Use a token scoped for the agent:
- `kubernetes:report` for Kubernetes reporting
- `host-agent:report` if you enable host metrics
#### Important DaemonSet Configuration
##### PULSE_AGENT_ID (Required for DaemonSets)
When running as a DaemonSet, all pods share the same API token but need a unified identity. Without `PULSE_AGENT_ID`, each pod auto-generates a unique ID (e.g., `mac-xxxxx`), causing token conflicts:
```text
API token is already in use by agent "mac-aa5496fed726". Each Kubernetes agent must use a unique API token.
```
Set `PULSE_AGENT_ID` to a shared cluster name so all pods report as one logical agent:
```yaml
- name: PULSE_AGENT_ID
value: "my-k8s-cluster"
```
##### Resource Visibility Flags
By default, Pulse only shows resources with problems (unhealthy pods, failing deployments).

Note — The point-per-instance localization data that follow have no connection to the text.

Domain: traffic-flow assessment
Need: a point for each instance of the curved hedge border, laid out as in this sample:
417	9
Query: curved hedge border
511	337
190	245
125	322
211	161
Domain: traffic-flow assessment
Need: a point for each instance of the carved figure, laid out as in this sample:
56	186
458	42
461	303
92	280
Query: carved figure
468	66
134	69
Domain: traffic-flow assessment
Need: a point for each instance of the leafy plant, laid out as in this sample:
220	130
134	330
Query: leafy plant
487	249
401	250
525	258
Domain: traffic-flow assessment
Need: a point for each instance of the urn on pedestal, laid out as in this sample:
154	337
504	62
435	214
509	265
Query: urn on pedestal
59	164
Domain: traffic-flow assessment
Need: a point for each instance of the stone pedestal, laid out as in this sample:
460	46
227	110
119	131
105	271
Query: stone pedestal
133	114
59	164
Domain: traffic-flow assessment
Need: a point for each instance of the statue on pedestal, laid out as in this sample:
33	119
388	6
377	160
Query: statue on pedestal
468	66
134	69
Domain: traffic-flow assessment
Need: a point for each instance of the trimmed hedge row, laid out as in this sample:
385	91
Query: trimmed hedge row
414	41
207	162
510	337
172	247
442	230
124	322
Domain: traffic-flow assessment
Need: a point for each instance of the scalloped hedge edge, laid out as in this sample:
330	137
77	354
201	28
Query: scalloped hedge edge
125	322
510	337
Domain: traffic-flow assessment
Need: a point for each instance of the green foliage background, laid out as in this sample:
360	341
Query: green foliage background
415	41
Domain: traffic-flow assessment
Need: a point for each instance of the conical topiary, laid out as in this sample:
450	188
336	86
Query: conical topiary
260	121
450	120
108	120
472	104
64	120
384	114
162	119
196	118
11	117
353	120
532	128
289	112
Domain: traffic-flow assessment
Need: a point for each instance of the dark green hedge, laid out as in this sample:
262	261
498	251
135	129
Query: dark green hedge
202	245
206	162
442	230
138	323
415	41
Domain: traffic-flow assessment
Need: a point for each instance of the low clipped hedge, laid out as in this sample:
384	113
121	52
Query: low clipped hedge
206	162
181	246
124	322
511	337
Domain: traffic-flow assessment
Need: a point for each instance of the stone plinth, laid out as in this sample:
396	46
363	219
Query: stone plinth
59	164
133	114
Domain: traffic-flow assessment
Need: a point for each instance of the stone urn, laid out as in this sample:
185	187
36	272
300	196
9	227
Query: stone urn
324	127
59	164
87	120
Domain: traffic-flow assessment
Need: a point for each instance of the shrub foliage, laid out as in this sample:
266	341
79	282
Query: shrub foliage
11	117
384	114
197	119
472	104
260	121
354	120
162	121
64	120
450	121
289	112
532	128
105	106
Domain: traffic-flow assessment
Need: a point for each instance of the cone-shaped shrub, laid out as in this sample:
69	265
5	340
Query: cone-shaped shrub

To see all resources:
| Environment Variable | Description | Default |
|---------------------|-------------|---------|
| `PULSE_KUBE_INCLUDE_ALL_PODS` | Show all non-succeeded pods, not just problematic ones | `false` |
| `PULSE_KUBE_INCLUDE_ALL_DEPLOYMENTS` | Show all deployments, not just those with issues | `false` |
For most monitoring use cases, set both to `true`:
```yaml
- name: PULSE_KUBE_INCLUDE_ALL_PODS
value: "true"
- name: PULSE_KUBE_INCLUDE_ALL_DEPLOYMENTS
value: "true"
```
See [UNIFIED_AGENT.md](UNIFIED_AGENT.md) for all available configuration options.

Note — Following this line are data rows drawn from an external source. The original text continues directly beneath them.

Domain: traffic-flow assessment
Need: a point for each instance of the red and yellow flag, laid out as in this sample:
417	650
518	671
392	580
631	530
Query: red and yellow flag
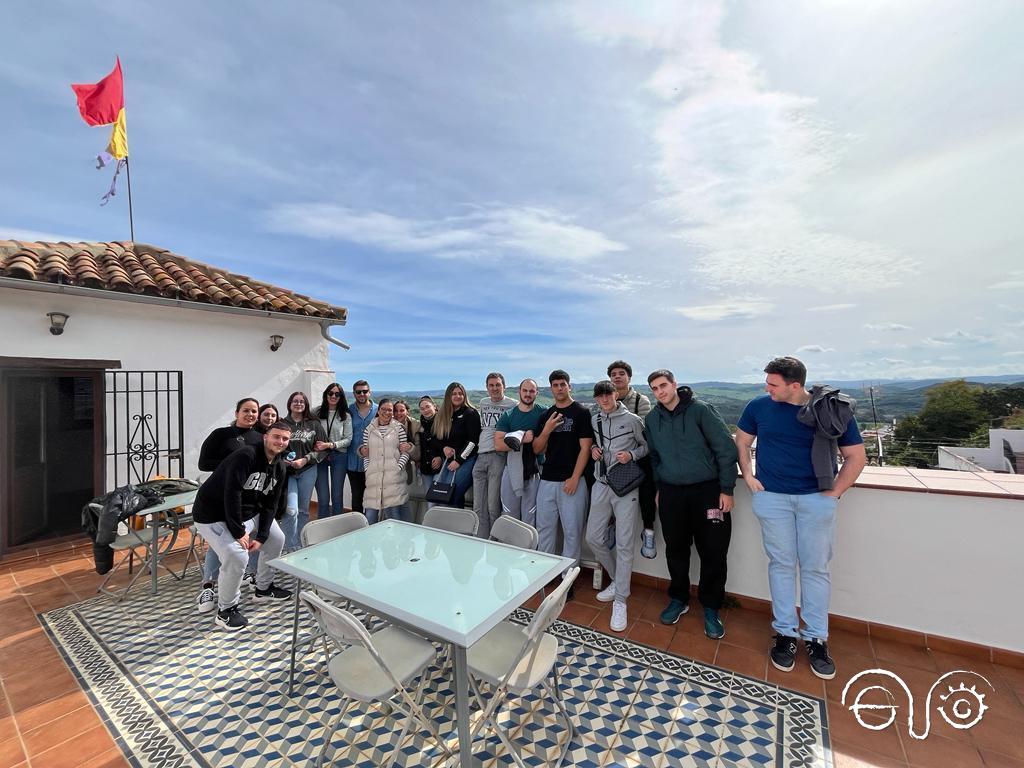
103	103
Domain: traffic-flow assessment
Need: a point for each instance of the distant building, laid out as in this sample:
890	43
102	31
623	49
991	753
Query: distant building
156	350
1005	454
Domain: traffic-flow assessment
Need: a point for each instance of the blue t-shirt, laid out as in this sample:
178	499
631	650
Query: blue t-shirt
783	451
354	461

#### Add Host Metrics (Optional)
If you want node CPU/memory/disk metrics, add privileged mode plus host mounts:
```yaml
env:
- name: PULSE_ENABLE_HOST
value: "true"
- name: HOST_PROC
value: "/host/proc"
- name: HOST_SYS
value: "/host/sys"
- name: HOST_ETC
value: "/host/etc"
securityContext:
privileged: true
volumeMounts:
- name: host-proc
mountPath: /host/proc
readOnly: true
- name: host-sys
mountPath: /host/sys
readOnly: true
- name: host-root
mountPath: /host/root
readOnly: true
volumes:
- name: host-proc
hostPath:
path: /proc
- name: host-sys
hostPath:
path: /sys
- name: host-root
hostPath:
path: /
```
#### RBAC
The Kubernetes agent uses the in-cluster API and needs read access to cluster resources (nodes, pods, deployments, etc.). Create a read-only `ClusterRole` and bind it to the `pulse-agent` service account.
```yaml
apiVersion: v1
kind: ServiceAccount
metadata:
name: pulse-agent
namespace: pulse
---
apiVersion: rbac.authorization.k8s.io/v1
kind: ClusterRole
metadata:
name: pulse-agent-read
rules:
- apiGroups: [""]
resources: ["nodes", "pods"]
verbs: ["get", "list", "watch"]
- apiGroups: ["apps"]
resources: ["deployments"]
verbs: ["get", "list", "watch"]
---
apiVersion: rbac.authorization.k8s.io/v1
kind: ClusterRoleBinding
metadata:
name: pulse-agent-read
subjects:
- kind: ServiceAccount
name: pulse-agent
namespace: pulse
roleRef:
kind: ClusterRole
name: pulse-agent-read
apiGroup: rbac.authorization.k8s.io
```
## 3. Talos Linux Specifics
Talos Linux is immutable, so you cannot install the agent via the shell script. Use the DaemonSet approach above.
### Agent Configuration for Talos
- **Storage**: Talos mounts the ephemeral OS on `/`. Persistent data is usually in `/var`. The Pulse agent generally doesn't store state, but if it did, ensure it maps to a persistent path.
- **Network**: The agent will report the Pod IP by default. To report the Node IP, set `PULSE_REPORT_IP` using the Downward API:
Add this to the DaemonSet `env` section:
```yaml
- name: PULSE_REPORT_IP
valueFrom:
fieldRef:
fieldPath: status.hostIP
```
## 4. Troubleshooting
- **Agent not showing in UI**: Check logs for the DaemonSet pods, for example: `kubectl logs -l app=pulse-agent -n pulse`.
- **"Permission Denied" on metrics**: Ensure `securityContext.privileged: true` is set or proper capabilities are added.
- **Connection Refused**: Ensure `PULSE_URL` is correct and reachable from the agent pods.